Manfred agreed to see him and made him as welcome as the circumstances permitted. Fressini was a little impressed with his own importance, and had the professional manner strongly developed. He had a perky way of dropping his head on one side when he made observations, and reminded Manfred of a horse-dealer blessed with a little knowledge, but anxious to discover at all hazards the 'points' that fitted in with his preconceived theories. 'I would like to measure your head,' he said.
'I'm afraid I cannot oblige you,' said Manfred coolly; 'partly because I object to the annoyance of it, and partly because head-measuring in anthropology is as much out of date as bloodletting in surgery.'
The director was on his dignity.
'I'm afraid I cannot take lessons in the science—' he began.
'Oh, yes, you can,' said Manfred, 'and you'd be a greater man if you did. As it is Antonio de Costa and Felix Hedeman are both beating you on your own ground—that monograph of yours on 'Cerebral Dynamics' was awful nonsense.'
Whereupon Fressini went very red and spluttered and left the cell, afterwards in his indiscretion granting an interview to an evening newspaper, in the course of which he described Manfred as a typical homicide with those peculiarities of parietal development, that are invariably associated with cold-blooded murderers. For publishing what constituted a gross contempt of court, the newspaper was heavily fined, and at the instance of the British Government, Fressini was reprimanded, and eventually superseded by that very De Costa of whom Manfred spoke.
All these happenings formed the comedy of the long wait, and as to the tragedy, there was none.
A week before the trial Manfred, in the course of conversation, expressed a desire for a further supply of books.
'What do you want?' asked the governor, and prepared to take a note.
'Oh, anything,' said Manfred lazily—'travel, biography, science, sport—anything new that's going.'
'I'll get you a list,' said the governor, who was not a booky man. 'The only travel books I know are those two new things, Three Months in Morocco and Through the Ituri Forest. One of them's by a new man, Theodore Max—do you know him?'
Manfred shook his head.
'But I'll try them,' he said.
'Isn't it about time you started to prepare your defence?' the governor asked gruffly.

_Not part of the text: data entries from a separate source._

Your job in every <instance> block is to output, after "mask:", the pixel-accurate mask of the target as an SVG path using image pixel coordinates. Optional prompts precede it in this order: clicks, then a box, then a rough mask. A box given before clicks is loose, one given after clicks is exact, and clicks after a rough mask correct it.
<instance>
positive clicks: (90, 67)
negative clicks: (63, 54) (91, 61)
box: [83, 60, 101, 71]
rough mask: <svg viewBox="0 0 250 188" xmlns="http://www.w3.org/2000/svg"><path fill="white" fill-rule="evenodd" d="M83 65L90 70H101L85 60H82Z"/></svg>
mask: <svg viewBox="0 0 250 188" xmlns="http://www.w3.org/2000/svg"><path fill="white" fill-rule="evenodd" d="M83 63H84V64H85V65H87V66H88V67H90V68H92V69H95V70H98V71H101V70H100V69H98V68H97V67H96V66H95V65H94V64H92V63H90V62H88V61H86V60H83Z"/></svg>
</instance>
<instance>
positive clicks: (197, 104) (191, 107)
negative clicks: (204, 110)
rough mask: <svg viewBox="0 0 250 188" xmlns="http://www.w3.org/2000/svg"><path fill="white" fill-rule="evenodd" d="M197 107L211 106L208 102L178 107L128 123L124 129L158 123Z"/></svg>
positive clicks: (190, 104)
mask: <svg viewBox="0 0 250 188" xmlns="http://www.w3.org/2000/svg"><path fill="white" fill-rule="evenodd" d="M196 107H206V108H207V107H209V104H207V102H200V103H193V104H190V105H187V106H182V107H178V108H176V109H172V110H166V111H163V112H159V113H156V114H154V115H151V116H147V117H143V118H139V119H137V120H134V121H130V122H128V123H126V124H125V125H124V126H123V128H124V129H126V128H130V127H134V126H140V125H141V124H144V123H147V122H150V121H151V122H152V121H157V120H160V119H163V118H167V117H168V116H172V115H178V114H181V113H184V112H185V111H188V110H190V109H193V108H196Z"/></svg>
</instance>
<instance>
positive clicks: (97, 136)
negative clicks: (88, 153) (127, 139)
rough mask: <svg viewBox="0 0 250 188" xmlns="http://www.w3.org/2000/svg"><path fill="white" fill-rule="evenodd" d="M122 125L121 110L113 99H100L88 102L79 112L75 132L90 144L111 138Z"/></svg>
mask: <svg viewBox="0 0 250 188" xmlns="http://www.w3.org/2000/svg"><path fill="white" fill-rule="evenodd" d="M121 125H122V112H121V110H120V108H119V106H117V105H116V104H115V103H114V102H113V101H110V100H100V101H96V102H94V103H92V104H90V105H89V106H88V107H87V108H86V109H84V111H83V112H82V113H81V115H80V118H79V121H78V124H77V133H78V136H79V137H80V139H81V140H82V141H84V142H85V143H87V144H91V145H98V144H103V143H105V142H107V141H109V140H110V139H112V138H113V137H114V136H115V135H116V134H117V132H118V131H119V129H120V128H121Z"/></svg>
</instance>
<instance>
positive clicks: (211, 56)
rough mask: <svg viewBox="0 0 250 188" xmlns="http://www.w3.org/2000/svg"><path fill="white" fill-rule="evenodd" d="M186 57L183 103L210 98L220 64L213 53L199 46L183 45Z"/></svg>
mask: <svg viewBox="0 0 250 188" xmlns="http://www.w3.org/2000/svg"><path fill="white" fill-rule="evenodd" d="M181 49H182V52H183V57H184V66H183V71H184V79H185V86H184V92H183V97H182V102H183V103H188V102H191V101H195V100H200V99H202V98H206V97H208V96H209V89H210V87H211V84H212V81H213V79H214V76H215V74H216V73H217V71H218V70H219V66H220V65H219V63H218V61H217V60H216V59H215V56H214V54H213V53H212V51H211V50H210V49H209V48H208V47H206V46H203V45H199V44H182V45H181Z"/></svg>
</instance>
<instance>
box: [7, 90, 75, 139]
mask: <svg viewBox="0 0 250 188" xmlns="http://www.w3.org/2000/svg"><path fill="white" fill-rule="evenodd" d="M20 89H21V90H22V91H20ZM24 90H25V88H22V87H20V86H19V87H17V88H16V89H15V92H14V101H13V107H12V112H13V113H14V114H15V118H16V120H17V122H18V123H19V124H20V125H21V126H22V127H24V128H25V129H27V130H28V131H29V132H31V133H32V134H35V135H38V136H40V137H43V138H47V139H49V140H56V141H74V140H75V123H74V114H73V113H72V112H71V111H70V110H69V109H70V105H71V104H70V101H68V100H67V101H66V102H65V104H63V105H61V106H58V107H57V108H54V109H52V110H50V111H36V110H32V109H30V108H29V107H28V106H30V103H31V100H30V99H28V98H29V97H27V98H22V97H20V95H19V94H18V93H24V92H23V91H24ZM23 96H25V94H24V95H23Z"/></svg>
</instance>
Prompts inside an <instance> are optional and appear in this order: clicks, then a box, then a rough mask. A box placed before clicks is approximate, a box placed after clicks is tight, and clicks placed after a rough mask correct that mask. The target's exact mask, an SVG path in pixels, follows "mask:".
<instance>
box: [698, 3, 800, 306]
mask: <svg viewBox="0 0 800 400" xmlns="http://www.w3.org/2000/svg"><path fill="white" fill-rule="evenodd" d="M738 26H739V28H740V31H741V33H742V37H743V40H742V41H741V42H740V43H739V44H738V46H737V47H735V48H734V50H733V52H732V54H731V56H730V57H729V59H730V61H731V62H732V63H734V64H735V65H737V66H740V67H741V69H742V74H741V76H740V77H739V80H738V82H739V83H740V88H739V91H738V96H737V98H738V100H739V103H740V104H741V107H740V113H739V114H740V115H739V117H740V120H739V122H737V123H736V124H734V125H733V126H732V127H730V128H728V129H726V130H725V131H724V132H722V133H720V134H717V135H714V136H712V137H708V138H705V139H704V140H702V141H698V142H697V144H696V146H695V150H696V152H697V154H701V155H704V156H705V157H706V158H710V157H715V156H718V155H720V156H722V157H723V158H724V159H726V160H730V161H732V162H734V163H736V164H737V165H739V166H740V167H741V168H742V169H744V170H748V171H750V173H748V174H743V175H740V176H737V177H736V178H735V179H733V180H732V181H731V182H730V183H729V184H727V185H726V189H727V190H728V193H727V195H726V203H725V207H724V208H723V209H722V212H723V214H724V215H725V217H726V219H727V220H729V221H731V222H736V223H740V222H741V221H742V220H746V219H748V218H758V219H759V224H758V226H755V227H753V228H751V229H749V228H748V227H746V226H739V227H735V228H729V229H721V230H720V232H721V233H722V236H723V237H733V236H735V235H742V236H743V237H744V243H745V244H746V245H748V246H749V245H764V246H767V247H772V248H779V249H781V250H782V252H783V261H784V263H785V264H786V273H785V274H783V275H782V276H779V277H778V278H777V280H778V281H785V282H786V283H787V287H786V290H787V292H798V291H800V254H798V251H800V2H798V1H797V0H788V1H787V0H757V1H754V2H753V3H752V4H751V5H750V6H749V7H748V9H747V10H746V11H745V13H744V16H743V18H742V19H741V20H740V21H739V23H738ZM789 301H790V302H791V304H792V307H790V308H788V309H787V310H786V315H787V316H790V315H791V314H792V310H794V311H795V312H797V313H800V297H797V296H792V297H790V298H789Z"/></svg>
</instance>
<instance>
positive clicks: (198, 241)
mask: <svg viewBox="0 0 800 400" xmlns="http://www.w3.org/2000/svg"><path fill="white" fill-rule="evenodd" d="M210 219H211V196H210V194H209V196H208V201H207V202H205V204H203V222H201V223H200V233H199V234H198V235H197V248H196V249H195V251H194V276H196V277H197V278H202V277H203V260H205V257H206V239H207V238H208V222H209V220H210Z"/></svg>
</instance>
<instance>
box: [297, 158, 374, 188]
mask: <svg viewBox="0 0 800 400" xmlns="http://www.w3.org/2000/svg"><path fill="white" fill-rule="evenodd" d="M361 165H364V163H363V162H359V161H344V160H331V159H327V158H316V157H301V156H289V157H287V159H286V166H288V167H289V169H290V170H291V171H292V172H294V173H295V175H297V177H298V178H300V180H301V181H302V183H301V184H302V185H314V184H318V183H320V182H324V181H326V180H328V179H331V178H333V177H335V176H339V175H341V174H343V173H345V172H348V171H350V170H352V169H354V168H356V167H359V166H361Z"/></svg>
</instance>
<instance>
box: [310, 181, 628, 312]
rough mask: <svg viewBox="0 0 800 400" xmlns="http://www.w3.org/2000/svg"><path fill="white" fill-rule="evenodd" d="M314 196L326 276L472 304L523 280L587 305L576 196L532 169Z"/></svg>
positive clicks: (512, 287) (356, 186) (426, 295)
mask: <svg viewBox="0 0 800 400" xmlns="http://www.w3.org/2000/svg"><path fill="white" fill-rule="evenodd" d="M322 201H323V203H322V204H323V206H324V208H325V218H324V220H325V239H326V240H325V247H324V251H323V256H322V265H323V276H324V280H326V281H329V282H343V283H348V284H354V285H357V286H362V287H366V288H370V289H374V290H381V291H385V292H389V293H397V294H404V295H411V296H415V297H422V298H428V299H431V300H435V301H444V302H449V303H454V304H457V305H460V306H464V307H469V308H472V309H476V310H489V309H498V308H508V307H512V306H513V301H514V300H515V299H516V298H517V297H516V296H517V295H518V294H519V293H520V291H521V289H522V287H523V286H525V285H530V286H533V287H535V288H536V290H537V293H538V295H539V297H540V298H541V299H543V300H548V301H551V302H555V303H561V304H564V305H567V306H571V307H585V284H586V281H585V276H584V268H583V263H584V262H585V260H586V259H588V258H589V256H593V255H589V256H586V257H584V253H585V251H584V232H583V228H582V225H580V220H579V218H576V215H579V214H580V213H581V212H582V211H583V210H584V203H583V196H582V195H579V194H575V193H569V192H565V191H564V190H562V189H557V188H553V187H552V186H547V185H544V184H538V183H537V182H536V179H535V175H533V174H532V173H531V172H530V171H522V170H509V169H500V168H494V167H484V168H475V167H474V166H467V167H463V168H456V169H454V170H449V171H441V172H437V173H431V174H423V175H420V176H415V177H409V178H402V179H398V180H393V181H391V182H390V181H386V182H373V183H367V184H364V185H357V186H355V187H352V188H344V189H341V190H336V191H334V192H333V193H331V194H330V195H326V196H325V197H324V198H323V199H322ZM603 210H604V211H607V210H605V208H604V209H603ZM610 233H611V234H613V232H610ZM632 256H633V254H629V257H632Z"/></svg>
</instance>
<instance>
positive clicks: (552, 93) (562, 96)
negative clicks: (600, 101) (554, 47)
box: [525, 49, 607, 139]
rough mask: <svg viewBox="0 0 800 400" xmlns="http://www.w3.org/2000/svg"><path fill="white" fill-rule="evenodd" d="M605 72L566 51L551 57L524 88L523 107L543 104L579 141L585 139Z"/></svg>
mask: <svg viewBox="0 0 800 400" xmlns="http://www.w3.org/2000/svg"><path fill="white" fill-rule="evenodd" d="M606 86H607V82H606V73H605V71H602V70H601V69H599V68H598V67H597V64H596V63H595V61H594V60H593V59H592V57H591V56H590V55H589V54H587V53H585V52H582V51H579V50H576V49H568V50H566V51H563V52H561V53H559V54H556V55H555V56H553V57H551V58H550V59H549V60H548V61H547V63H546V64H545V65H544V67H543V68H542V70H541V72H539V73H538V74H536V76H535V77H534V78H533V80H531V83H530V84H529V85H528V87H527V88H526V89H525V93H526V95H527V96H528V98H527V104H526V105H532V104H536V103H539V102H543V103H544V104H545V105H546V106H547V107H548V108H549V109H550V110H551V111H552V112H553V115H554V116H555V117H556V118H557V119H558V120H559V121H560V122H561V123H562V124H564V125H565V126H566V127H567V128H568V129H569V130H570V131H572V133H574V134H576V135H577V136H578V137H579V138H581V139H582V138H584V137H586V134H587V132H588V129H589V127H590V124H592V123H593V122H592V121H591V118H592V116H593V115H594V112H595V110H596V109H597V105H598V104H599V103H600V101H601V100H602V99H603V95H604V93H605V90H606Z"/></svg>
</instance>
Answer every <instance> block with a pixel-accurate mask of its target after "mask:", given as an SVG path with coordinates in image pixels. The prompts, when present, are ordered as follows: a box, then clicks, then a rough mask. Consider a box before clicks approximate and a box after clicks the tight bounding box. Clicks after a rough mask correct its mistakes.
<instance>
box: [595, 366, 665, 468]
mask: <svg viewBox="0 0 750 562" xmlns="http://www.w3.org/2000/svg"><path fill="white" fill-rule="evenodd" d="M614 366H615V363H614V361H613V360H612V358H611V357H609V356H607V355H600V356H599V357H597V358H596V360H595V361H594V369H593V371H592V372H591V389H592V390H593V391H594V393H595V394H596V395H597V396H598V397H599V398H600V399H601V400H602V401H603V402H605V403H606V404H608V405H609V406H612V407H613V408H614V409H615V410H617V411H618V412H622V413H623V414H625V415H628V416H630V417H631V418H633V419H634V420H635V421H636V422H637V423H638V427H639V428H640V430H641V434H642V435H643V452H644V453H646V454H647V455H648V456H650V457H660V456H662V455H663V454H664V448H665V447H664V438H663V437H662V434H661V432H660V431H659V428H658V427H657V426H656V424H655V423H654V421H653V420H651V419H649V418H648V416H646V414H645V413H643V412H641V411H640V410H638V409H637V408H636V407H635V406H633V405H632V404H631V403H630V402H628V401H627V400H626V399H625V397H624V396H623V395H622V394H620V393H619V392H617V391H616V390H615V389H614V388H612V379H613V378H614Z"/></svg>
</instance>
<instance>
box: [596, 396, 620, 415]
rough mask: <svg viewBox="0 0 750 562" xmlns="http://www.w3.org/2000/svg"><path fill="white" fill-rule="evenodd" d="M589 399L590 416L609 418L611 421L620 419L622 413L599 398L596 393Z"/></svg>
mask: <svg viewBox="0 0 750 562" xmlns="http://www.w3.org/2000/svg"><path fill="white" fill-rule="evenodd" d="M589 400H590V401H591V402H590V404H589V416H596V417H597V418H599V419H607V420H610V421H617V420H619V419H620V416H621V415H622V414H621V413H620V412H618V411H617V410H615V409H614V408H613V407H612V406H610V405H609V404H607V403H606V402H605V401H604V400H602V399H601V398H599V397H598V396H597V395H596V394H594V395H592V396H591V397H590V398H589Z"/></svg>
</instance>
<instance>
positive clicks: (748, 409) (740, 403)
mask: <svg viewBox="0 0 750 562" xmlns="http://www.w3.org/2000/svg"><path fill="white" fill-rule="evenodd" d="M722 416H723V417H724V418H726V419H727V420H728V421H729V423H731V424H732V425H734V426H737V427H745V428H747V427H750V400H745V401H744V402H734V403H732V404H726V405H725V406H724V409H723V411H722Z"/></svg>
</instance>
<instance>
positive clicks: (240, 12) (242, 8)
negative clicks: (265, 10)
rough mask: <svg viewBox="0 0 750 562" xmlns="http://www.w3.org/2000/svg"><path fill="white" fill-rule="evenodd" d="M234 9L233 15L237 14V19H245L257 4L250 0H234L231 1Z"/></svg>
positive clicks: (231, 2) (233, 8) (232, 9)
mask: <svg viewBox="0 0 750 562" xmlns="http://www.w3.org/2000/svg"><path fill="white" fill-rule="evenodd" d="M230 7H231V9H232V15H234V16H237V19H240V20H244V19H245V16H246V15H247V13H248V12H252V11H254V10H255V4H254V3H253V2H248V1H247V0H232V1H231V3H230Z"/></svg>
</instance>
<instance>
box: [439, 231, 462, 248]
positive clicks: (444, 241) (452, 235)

'I have ho defence to offer,' said Manfred, 'therefore no defence to prepare.'
The governor seemed vexed.
'Isn't life sufficiently sweet to you—to urge you to make an effort to save it?' he asked roughly, 'or are you going to give it up without a struggle?'
'I shall escape,' said Manfred again; 'aren't you tired of hearing me tell you why I make no effort to save myself?'
'When the newspapers start the "mad" theory again,' said the exasperated prison official, 'I shall feel most inclined to break the regulations and write a letter in support of the speculation.'
'Do,' said Manfred cheerfully, 'and tell them that I run round my cell on all fours biting visitors' legs.'
The next day the books arrived. The mysteries of the Ituri Forest remained mysteries, but Three Months in Morocco (big print, wide margins, 12s. 6d.) he read with avidity from cover to cover, notwithstanding the fact that the reviewers to a man condemned it as being the dullest book of the season. Which was an unkindly reflection upon the literary merits of its author, Leon Gonsalez, who had worked early and late to prepare the book for the press, writing far into the night, whilst Poiccart, sitting at the other side of the table, corrected the damp proofs as they came from the printer.
XIII. The 'Rational Faithers'
In the handsomely furnished sitting-room of a West Kensington flat, Gonsalez and Poiccart sat over their post-prandial cigars, each busy with his own thoughts. Poiccart tossed his cigar into the fireplace and pulled out his polished briar and slowly charged it from a gigantic pouch. Leon watched him under half-closed lids, piecing together the scraps of information he had collected from his persistent observation.
'You are getting sentimental, my friend,' he said.
Poiccart looked up inquiringly.
'You were smoking one of George's cigars without realizing it. Halfway through the smoke you noticed the band had not been removed, so you go to tear it off.